Google and Facebook are appear close to deals with major Australian media to pay for news as the giants scramble to avoid landmark regulation.
Australia treasurer Josh Frydenberg said yesterday that talks with Facebook CEO Mark Zuckerberg and Google counterpart Sundar Pichai made “great progress” in resolving a standoff.
Australia is poised to adopt legislation that would force digital companies to pay for news content, creating a global precedent. Facebook and Google had threatened to partially withdraw services from the country if the rules became law.
But that disagreement eased yesterday, with Frydenberg telling broadcaster ABC that talks made “great progress.”
The agreements could be enough to see Facebook and Google avoid the most severe parts of the legislation – including binding arbitration to ensure they are not using their online advertising duopoly to dictate terms to media companies.
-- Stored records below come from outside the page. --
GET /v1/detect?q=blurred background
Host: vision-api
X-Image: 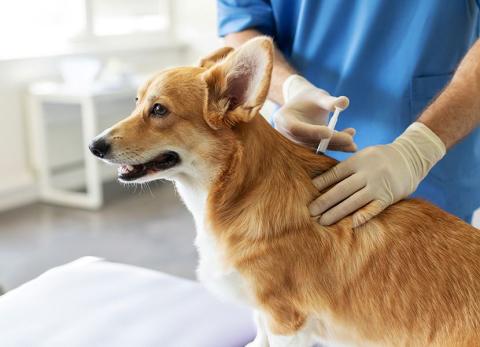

[0,0,220,290]
[0,0,480,296]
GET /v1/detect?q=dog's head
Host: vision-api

[89,37,273,182]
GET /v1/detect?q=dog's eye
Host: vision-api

[150,104,172,117]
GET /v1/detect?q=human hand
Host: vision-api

[275,75,357,152]
[309,122,446,227]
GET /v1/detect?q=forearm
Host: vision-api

[225,30,296,105]
[418,40,480,149]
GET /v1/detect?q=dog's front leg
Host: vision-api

[259,307,315,347]
[245,310,270,347]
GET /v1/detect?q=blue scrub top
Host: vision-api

[218,0,480,223]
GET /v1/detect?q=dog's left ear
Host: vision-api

[203,36,273,129]
[198,47,233,69]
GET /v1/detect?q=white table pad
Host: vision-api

[0,257,255,347]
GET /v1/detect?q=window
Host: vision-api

[91,0,169,36]
[0,0,173,59]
Following Frydenberg’s remarks, SevenWest Media, owner of broadcaster 7News and The West Australian newspaper, announced a deal for content to be hosted on Google’s News Showcase.
The Sydney Morning Herald reported the first major deal with a large Australian news organization was worth more than A$30 million (HK$180.4 million) a year.
Frydenberg’s comments suggest that major media organizations such as News Corp and Nine Entertainment could be close to similar deals.